For decades, the building was left abandoned, silently falling apart, while the surrounding neighborhood similarly declined. But the spirit of the Nickel City is strong. No more so than in the recent efforts of the non-profit, Central Terminal Restoration Corporation (CTRC), which has been fighting to not only preserve the Terminal, but restore it to its original magnificence.

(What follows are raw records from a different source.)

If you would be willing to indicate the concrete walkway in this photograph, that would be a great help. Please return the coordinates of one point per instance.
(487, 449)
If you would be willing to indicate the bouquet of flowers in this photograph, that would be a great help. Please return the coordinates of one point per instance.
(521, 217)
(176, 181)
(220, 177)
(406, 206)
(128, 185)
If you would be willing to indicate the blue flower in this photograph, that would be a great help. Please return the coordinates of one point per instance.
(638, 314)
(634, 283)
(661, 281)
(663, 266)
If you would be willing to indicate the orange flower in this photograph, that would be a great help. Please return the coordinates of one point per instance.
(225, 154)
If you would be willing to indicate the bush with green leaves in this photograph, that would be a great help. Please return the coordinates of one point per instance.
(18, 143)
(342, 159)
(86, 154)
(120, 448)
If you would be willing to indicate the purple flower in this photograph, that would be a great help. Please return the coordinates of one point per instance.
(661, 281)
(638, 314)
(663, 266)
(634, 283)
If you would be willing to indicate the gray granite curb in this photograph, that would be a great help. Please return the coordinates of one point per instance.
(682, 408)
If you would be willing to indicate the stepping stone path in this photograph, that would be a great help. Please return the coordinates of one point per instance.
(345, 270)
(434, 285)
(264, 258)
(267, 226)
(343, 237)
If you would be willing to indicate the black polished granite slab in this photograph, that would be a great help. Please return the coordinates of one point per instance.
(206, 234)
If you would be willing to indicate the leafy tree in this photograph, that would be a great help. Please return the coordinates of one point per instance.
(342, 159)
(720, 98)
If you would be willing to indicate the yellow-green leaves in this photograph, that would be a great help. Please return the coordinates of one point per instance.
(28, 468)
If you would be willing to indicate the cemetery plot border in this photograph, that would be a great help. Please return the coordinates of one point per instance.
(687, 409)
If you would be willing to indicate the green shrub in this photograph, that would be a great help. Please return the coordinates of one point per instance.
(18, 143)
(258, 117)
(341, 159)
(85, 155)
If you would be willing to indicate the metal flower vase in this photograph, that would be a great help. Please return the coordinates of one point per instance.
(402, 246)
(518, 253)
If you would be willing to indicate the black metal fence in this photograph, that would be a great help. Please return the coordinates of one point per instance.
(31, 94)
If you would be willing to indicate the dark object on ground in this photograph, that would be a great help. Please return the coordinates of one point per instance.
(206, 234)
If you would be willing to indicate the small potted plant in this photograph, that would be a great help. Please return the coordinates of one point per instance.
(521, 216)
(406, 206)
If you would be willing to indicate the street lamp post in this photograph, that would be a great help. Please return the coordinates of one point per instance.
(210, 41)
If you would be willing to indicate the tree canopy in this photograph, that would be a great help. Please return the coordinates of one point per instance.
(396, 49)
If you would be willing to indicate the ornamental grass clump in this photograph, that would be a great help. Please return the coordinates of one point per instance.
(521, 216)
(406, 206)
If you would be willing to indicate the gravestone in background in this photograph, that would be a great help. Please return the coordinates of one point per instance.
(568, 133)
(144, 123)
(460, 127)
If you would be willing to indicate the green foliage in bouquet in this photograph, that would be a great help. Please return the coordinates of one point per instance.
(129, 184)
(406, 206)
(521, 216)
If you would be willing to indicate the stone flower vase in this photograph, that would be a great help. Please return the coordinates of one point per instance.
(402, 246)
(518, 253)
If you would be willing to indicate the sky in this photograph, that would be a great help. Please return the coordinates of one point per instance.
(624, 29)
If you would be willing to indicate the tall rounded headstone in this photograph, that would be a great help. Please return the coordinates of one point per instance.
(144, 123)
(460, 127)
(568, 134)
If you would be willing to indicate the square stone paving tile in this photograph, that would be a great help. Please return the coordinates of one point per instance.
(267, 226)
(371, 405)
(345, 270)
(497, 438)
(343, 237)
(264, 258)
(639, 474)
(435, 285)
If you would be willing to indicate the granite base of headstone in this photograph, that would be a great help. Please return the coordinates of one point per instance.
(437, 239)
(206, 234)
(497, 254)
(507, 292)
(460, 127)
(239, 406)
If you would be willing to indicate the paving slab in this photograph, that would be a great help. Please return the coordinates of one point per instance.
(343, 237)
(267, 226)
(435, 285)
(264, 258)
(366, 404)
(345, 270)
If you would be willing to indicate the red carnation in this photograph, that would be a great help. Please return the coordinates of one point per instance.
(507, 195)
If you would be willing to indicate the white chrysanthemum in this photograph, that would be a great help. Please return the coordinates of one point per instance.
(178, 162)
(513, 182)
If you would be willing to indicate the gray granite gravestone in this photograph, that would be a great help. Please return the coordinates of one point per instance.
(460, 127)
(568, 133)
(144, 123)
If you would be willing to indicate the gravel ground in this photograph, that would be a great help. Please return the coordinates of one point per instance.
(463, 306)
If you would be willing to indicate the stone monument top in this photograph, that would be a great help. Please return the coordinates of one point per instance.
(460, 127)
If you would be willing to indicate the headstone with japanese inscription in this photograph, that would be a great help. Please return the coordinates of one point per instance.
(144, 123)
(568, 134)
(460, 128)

The cavernous, ornate ceilings are cathedral-like in size, and echo with the sounds of footsteps on the marble and concrete floors. Stenciled lettering above empty doorways shows where there were once newspaper stands, ticketing offices and deluxe services for the luxurious Pullmans.
Adjacent to the shoe shine kiosks is a long private room, that like most of the Terminal has been all but stripped of anything that could be sold. But the faded markings on the floor show the imprint of curved U-shaped dining counters. It is easy to imagine a din in the building and the excitement of passengers waiting for the grand cross country trains, or newlyweds heading to Niagara Falls, or the tens of thousands of GIs who passed through here on the way to Europe.
One of the largest problems facing the Terminal is in keeping the elements out. Carl Skompinski, a Buffalo resident who has been working with the non-profit group that has owned the Terminal since 1997, says that once they found kids had broken in and were ice skating across the Terminal floor.
“I got involved because I grew up in the area,” Skompinski explains. “I’d like to see it reopening as a multi-use facility with offices, condos or apartments in the tower, a publicly opened concourse and Amtrak station. I’d like it to be a gathering place for the community and be able to be self-funding.”
With the current Amtrak station downtown in such a state of disrepair, there have been calls in Buffalo for a new station. Skompinski and his group argue that there’s no need to build a new one when the beautiful Central Terminal is ready to be used. “The main line runs past the Terminal already,” says Skompinski. All Amtrak would have to do “is run a couple pair of tracks to the old platform building.”
But the building itself would need extensive repairs. Forty years of neglect have seen much of the original fixtures either stolen or stripped, particularly in the mid 1980s, when the Terminal was sold off in a foreclosure sale. One ornate Art Deco lamp found its way into a Hong Kong nightclub. Today, the CTRC maintains excellent security, preserving what is left, and gradually refitting the Terminal. But the process is expensive and a labor of love; each glass bulb for the ornate outside fixtures costs $220, and there are over 20 to replace.
While Buffalo doesn’t attract the numbers of tourists of other major East Coast cities, it is a city rich in history and architectural treasures—none more so than the forgotten beauty of the old Central Terminal.
Perhaps the best chance for the Terminal’s rejuvenation lies with Canadian property developer Harry Stinson, who was named as the designated developer of the site by the City of Buffalo and the CTRC in 2016. Plans include a hotel, offices, stores, restaurants, housing and entertainment spaces. Whether the trains return to the station is yet to be determined.